Hi, I am currently an RS intern at Google DeepMind. I am also a fourth-year Ph.D. student in Machine Learning at the University of Cambridge advised by Mihaela van der Schaar in the Machine Learning and Artificial Intelligence group. To date, I have published nine papers in top-tier ML conferences (NeurIPS [spotlight], ICML [long oral], ICLR [spotlight] and AISTATS).

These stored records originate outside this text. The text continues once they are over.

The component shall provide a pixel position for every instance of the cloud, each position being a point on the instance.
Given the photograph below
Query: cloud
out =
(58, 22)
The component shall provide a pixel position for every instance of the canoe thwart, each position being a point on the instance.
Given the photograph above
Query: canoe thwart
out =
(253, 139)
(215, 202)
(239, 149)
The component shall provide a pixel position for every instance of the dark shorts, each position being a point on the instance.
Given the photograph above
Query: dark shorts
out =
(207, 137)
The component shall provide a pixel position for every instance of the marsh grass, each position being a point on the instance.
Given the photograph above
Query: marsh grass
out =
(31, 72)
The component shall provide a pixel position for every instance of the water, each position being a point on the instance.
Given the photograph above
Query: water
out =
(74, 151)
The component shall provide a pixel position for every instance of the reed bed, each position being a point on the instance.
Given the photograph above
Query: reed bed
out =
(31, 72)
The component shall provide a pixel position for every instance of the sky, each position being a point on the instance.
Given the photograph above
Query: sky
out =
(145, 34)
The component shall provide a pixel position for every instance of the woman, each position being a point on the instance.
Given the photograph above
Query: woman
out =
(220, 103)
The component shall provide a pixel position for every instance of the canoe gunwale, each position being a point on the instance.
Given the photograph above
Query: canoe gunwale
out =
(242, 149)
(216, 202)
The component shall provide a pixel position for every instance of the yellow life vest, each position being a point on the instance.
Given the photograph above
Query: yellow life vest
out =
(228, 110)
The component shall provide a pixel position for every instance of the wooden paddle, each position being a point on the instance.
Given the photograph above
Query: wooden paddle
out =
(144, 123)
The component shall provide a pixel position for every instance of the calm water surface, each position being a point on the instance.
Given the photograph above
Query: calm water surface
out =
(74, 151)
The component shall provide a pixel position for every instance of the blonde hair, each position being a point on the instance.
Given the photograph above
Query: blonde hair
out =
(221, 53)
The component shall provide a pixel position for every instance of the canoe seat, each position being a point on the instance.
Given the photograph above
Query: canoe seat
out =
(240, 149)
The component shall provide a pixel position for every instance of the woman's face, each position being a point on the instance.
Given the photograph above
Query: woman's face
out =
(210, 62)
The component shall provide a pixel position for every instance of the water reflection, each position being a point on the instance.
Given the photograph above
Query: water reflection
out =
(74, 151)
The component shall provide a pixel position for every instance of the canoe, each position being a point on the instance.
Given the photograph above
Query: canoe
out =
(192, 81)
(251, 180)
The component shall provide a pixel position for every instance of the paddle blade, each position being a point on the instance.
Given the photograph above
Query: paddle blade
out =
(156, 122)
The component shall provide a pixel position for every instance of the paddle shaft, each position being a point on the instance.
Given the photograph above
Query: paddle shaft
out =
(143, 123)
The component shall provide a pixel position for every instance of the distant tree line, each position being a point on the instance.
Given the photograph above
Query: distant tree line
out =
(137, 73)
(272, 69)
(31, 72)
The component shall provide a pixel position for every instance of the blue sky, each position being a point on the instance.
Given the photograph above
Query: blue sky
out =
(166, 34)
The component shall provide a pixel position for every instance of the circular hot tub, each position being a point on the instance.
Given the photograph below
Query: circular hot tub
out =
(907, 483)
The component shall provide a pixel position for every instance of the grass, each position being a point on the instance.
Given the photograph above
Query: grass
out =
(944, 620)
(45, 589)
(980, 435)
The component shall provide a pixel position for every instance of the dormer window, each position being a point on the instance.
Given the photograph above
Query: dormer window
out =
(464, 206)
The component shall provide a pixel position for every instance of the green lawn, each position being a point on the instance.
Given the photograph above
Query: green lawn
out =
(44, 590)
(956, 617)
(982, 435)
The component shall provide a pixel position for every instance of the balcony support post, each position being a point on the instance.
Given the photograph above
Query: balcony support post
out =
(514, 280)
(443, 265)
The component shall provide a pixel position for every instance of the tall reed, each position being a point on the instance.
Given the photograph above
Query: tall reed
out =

PhD in Machine Learning, 2021 - 2025
University of Cambridge
MEng in Engineering Science, 2013 - 2017
University of Oxford
Hybrid Digital Twins (HDTwins) offer a novel approach to modeling dynamical systems by combining mechanistic and neural components, effectively leveraging domain knowledge while enhancing flexibility. However, existing hybrid models typically rely on manually defined architectures, limiting adaptability and generalization—particularly in data-scarce or unseen scenarios. To address this, we introduce HDTwinGen, an evolutionary algorithm that utilizes Large Language Models (LLMs) to autonomously generate, optimize, and refine hybrid digital twin architectures. Through iterative LLM-driven proposals and parameter optimization, HDTwinGen explores a vast design space, enabling the evolution of increasingly robust and generalizable HDTwins. Empirical results show that HDTwinGen surpasses conventional methods, yielding models that are not only sample-efficient but also adept at adapting to novel conditions, advancing the state of Digital Twin technology in dynamic real-world applications.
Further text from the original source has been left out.